Ce nouveau tome de la série « Ils ont fait l'histoire », collection de bandes dessinées qui prend la forme de biographies historiques présentant une dimension pédagogique car à destination du grand public, et qui espèrent vraiment que le public scolaire se prêtera au jeu, est consacré à celui qui a changé le visage de celui qui au XVIème siècle divisé à jamais la chrétienté : Martin Luther !


A bien des égards les auteurs ont réalisé les mêmes choix que ceux du tome consacré à Jaurès, puisque l'essentiel du tome est consacré au combat qui a rendu Luther célèbre (à savoir sa polémique religieuse contre la papauté). Même si la religion et la foi imprègnent tout le récit, je n'ai pas spécialement ressenti le poids du religieux : on est dans le monde de l'idéologie, avec toutes ses vicissitudes politiques, et au-delà des controverses et des affrontement verbaux qui relèvent presque du judiciaire, les thèmes abordés sont finalement assez universels avec l'individu contre le système, les réformateurs contre les conservateurs, les uns comme les autres étant débordés sur leur droite et sur leur gauche… Et finalement on rejoue beaucoup la guéguerre des guelfes et des gibelins, mais cette fois-ci non pas en Italie mais en Allemagne puisque les prélats italiens prennent de hauts les princes allemands… Dans cette lutte Luther qui est apolitique est la pièce maîtresse des princes allemands, sans la protection desquels il n'aurait jamais survécu tant aux sbires du pape Léon X qu'aux agents de l'empereur Charles Quint…

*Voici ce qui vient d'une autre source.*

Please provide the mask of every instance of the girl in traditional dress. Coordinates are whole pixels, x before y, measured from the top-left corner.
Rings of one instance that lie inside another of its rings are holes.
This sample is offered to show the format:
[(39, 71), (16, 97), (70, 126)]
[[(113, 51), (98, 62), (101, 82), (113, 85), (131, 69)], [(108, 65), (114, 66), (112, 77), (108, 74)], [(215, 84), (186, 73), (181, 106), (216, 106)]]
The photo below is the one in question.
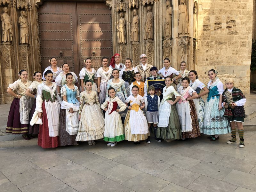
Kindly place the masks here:
[(181, 97), (171, 85), (172, 80), (170, 76), (165, 77), (166, 86), (163, 89), (163, 97), (159, 107), (159, 121), (156, 130), (156, 137), (167, 142), (181, 138), (180, 120), (175, 105)]
[[(42, 74), (41, 72), (36, 71), (34, 72), (33, 74), (34, 78), (35, 81), (34, 81), (30, 86), (28, 88), (25, 92), (25, 94), (27, 96), (30, 97), (32, 98), (36, 98), (37, 94), (37, 87), (41, 83), (43, 83), (42, 81)], [(36, 110), (36, 102), (34, 102), (34, 104), (31, 108), (31, 110), (29, 113), (29, 118), (28, 122), (30, 122), (32, 119), (32, 117), (35, 113)], [(38, 134), (39, 132), (39, 125), (37, 124), (34, 124), (33, 126), (29, 124), (29, 128), (28, 129), (28, 134), (29, 137), (33, 138), (33, 136), (32, 134)]]
[(50, 70), (53, 74), (53, 77), (52, 79), (52, 82), (55, 82), (55, 79), (60, 72), (62, 71), (61, 68), (57, 66), (57, 60), (55, 57), (52, 57), (49, 60), (49, 62), (51, 64), (51, 66), (47, 67), (45, 68), (43, 74), (43, 80), (45, 80), (44, 77), (44, 73), (47, 70)]
[[(127, 99), (127, 94), (125, 87), (124, 85), (124, 81), (119, 78), (119, 71), (117, 69), (114, 69), (112, 71), (112, 75), (113, 78), (111, 79), (108, 82), (107, 89), (110, 87), (113, 87), (116, 91), (116, 96), (118, 97), (122, 102), (125, 103), (125, 100)], [(108, 97), (108, 93), (107, 92), (106, 94), (106, 98)], [(120, 112), (120, 116), (122, 120), (122, 122), (124, 123), (127, 109)]]
[(66, 76), (67, 83), (60, 89), (63, 100), (60, 108), (58, 145), (78, 145), (76, 138), (79, 125), (79, 90), (73, 84), (74, 74), (68, 73)]
[[(158, 72), (158, 74), (162, 74), (162, 76), (166, 77), (169, 76), (172, 79), (172, 85), (175, 89), (176, 88), (176, 84), (175, 82), (181, 77), (181, 75), (176, 69), (171, 67), (171, 61), (169, 58), (166, 58), (164, 60), (164, 67)], [(175, 78), (173, 76), (176, 76)]]
[[(190, 83), (189, 86), (196, 91), (198, 95), (198, 98), (193, 100), (195, 103), (195, 106), (196, 111), (196, 115), (200, 129), (200, 133), (202, 133), (203, 127), (204, 126), (204, 101), (201, 97), (209, 92), (209, 90), (204, 84), (199, 80), (196, 71), (194, 70), (190, 71), (189, 73)], [(201, 90), (204, 91), (201, 93)]]
[(89, 145), (95, 145), (94, 140), (104, 137), (104, 118), (96, 91), (92, 90), (92, 82), (84, 82), (85, 91), (80, 94), (79, 116), (80, 121), (76, 140), (88, 141)]
[[(92, 82), (92, 91), (97, 91), (97, 77), (96, 71), (94, 68), (92, 68), (92, 59), (86, 58), (84, 61), (85, 65), (85, 67), (82, 68), (80, 71), (79, 76), (81, 81), (81, 90), (82, 91), (84, 91), (85, 84), (84, 82), (88, 80)], [(83, 85), (83, 86), (82, 86)], [(97, 92), (96, 93), (97, 93)]]
[(210, 135), (211, 141), (219, 139), (219, 135), (231, 132), (228, 119), (223, 116), (224, 109), (221, 105), (222, 94), (224, 91), (223, 84), (216, 78), (216, 72), (211, 69), (208, 72), (210, 80), (207, 84), (210, 92), (204, 106), (204, 120), (203, 132)]
[[(19, 76), (20, 79), (10, 84), (6, 91), (15, 98), (11, 105), (6, 132), (22, 134), (24, 139), (28, 140), (30, 139), (27, 134), (28, 132), (28, 119), (34, 101), (32, 98), (25, 95), (25, 92), (32, 82), (28, 80), (28, 74), (26, 70), (20, 71)], [(13, 92), (15, 90), (18, 94)]]
[(237, 126), (240, 139), (239, 147), (244, 147), (244, 127), (243, 123), (245, 116), (244, 106), (246, 99), (244, 93), (239, 89), (234, 87), (234, 81), (232, 78), (225, 80), (227, 88), (222, 95), (223, 103), (222, 105), (225, 108), (223, 116), (228, 118), (231, 126), (232, 139), (227, 141), (228, 144), (236, 142), (236, 124)]
[[(116, 96), (115, 89), (110, 87), (108, 90), (109, 96), (101, 105), (105, 114), (105, 129), (103, 140), (108, 141), (108, 146), (114, 147), (117, 142), (125, 139), (121, 117), (118, 113), (125, 109), (126, 106)], [(117, 109), (117, 106), (120, 108)]]
[(178, 72), (180, 73), (180, 74), (181, 75), (181, 76), (178, 79), (177, 81), (177, 83), (178, 83), (177, 84), (177, 89), (179, 89), (180, 86), (182, 86), (181, 85), (181, 83), (183, 78), (185, 77), (188, 77), (189, 73), (189, 71), (186, 69), (187, 67), (187, 63), (185, 61), (182, 61), (180, 63), (180, 70)]
[(102, 57), (101, 63), (102, 66), (97, 70), (97, 82), (99, 93), (99, 102), (101, 105), (106, 100), (108, 82), (111, 78), (112, 69), (108, 67), (108, 59), (105, 57)]
[(132, 92), (125, 101), (125, 104), (130, 109), (124, 125), (125, 140), (140, 144), (140, 141), (146, 140), (150, 134), (146, 117), (142, 110), (145, 107), (144, 100), (139, 94), (139, 87), (136, 85), (132, 87)]
[(76, 85), (76, 86), (78, 86), (79, 84), (77, 76), (74, 72), (69, 71), (69, 66), (68, 63), (64, 63), (62, 65), (61, 68), (63, 71), (59, 74), (55, 79), (55, 82), (57, 84), (57, 91), (58, 94), (60, 95), (60, 87), (67, 83), (66, 75), (68, 73), (71, 73), (73, 76), (72, 84)]
[(46, 80), (37, 87), (36, 107), (30, 124), (33, 125), (41, 120), (38, 145), (43, 148), (54, 148), (58, 146), (60, 106), (57, 99), (60, 98), (57, 94), (56, 84), (52, 82), (52, 72), (47, 70), (44, 75)]
[(126, 89), (127, 96), (130, 96), (130, 86), (132, 82), (135, 79), (135, 73), (138, 72), (138, 70), (134, 67), (132, 67), (132, 61), (129, 58), (125, 60), (125, 67), (126, 68), (122, 69), (119, 74), (119, 78), (122, 79), (124, 81), (124, 86)]
[(181, 95), (176, 106), (181, 125), (182, 139), (199, 137), (200, 130), (195, 104), (192, 100), (198, 95), (189, 84), (189, 79), (185, 77), (182, 79), (182, 85), (177, 92)]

Martin Luther a été une personne sincère : étudiant surdoué, moine zélé, prédicateur enflammé, pédagogue appliqué et finalement bon père de famille après avoir épousé une nonne défroquée… On finit même par se demander si sa perception de Dieu, qui passe de la Colère à l'Amour, n'a pas été largement influencé par son histoire personnelle… Mais ce n'est pas pour autant un personnage progressiste : c'est un homme de son temps, profondément croyant qui oppose les Écritures d'essence sacrée aux décisions des hommes qui se sont succédés au fil des âges. Sa soumission absolue aux textes bibliques, donc à la vérité divine telle que des hommes l'ont établie pour des raisons que la raison ignore, parfois bassement personnelles et mercantiles, est incompatible avec les valeurs humanistes de la Renaissance qui place l'homme et non Dieu au centre de l'univers (l'homme et non Dieu devenant alors la mesure de toutes choses)… Il est d'ailleurs assez clair sur le sujet : les doutes sont pour les philosophes qui sont stupides, les certitudes sont pour les croyants qui eux sont intelligents… Sa rupture avec Erasme le prince de la Renaissance est assez violente, et il utilise des mots beaucoup plus durs contre les paysans qui en suivant son exemple réclament la liberté, l'égalité et la fraternité qu'envers les maudits papistes qu'il a voué aux gémonies…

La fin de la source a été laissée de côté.